I have wondered how I can objectively point out that Trump encourages hate. I find myself searching for the best response when a friend at a party or a person in politics excuses Trump by arguing that he is "saying important things" or "tapping into something that is real."

Perhaps I could show them messages like these ...

I have shared the Twitter handle since he chose to hurl these derogatory insults in a public fashion. Hard to say what offended this particular reader. The reply came to my tweet linking to a colleague's cleveland.com piece on where Trump might do well in the Ohio primary.

June 30, 2016: "just another liberal a_ _!!!!! u people should all be on the other side of the wall" 
This one came from a reader who appeared to send it from an email account bearing his name. It followed my story on Michael Symon telling a local sports talk radio station that Trump would not be welcome in his Cleveland restaurants during the Republican National Convention.

July 13, 2016: "You have been always been [sic] a biased reporter IMO [in my opinion], but now you are an obvious and clear bigot that is inflaming the political situation. Your obvious latino background (dark, short, fat) should preclude/disqualify you from the political scene in this presidential election. ... FYI, I have studied some journalism, did a lot of professional writing in industry.
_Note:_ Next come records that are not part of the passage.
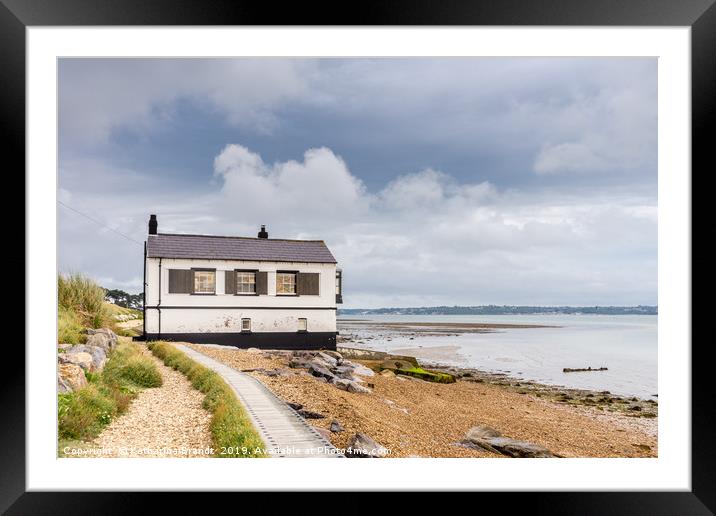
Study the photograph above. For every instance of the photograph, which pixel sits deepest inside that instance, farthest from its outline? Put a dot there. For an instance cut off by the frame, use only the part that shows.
(357, 257)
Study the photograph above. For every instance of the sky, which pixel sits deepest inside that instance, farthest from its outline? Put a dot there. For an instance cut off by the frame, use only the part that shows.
(434, 181)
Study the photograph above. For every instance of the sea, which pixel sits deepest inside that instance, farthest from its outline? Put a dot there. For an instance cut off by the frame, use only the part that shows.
(627, 345)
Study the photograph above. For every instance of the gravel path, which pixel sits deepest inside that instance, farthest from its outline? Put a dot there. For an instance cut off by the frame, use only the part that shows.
(417, 418)
(166, 421)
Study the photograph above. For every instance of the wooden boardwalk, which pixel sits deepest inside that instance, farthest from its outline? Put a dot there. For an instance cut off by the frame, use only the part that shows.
(283, 430)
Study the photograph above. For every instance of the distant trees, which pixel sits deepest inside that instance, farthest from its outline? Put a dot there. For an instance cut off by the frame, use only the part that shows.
(122, 298)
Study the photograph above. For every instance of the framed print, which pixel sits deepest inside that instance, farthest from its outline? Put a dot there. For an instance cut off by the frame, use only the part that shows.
(454, 242)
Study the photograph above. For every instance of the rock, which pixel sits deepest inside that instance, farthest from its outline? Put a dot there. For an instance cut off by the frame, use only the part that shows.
(298, 363)
(317, 369)
(80, 358)
(99, 355)
(362, 370)
(344, 371)
(324, 433)
(515, 448)
(63, 385)
(308, 414)
(334, 354)
(72, 375)
(101, 340)
(328, 359)
(105, 331)
(358, 388)
(477, 433)
(350, 385)
(490, 439)
(362, 446)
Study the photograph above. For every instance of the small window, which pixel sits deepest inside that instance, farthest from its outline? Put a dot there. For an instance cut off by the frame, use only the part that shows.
(302, 324)
(204, 282)
(245, 282)
(285, 283)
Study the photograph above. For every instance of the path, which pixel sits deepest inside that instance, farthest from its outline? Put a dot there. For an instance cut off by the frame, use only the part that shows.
(280, 427)
(166, 421)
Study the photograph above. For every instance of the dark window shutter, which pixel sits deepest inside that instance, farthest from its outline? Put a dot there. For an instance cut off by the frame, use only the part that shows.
(307, 283)
(262, 283)
(181, 281)
(230, 282)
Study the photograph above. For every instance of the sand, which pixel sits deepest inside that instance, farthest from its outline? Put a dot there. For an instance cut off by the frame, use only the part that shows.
(413, 418)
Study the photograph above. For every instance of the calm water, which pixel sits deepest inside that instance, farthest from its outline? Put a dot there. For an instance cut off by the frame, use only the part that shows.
(626, 344)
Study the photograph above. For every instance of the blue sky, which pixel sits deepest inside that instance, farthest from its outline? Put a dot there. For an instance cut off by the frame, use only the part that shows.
(434, 181)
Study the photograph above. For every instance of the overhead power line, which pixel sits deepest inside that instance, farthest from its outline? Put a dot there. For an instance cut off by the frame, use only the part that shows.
(99, 223)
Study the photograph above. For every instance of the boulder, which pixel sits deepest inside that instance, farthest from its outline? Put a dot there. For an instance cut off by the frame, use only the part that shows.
(320, 371)
(334, 354)
(490, 439)
(99, 355)
(344, 371)
(358, 388)
(63, 385)
(362, 446)
(362, 370)
(309, 414)
(328, 359)
(101, 340)
(72, 376)
(80, 358)
(299, 363)
(324, 433)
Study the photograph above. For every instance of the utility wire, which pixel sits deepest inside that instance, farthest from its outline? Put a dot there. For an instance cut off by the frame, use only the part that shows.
(99, 223)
Also have graduate degree from a top university." 
This came via email from a Bay Village reader who signed his name. He was upset about my pre-convention analysis that highlighted Trump's inflammatory and racially charged rhetoric and how that ran counter to the rebranding the Republican Party went through after 2012.

July 23, 2016: "Also, just so you know, I have two daughters-in-law and they are both Hispanic. My grandchildren are half Hispanic. So I am not picking on you. I am not the biased one." 
Another email, this one from a Hinckley reader who signed her name. She was unhappy about my post-convention analysis that focused on white supremacist David Duke's Senate candidacy and how it was inspired, in part, by the message that helped Trump win the GOP nomination.

This is just a sampling of what comes my way after writing about Trump. There are plenty more that have been purged from my inbox over time. And this doesn't account for the many anonymous comments that sprout like weeds in cleveland.com's comments section.

One online reader recently accused me of allowing my "enthicity" to cloud my judgment. Another asked if I was here legally. A third asked, tauntingly: "What makes you the expert, Enrique?"

I confess I feel a little uncomfortable sharing all of this. My cultural identity is a source of pride, just like I'm sure yours is. But it shouldn't be the only thing that defines us.

In this unusual election year, it's worth pointing out that some people think it should. And those people are responding to the message that is being pushed by Donald Trump.
Of course it is.  But at the moment he's successfully pressuring the press to say this obvious truth is not true --- or at least that it's wrong to say it. It's disorienting.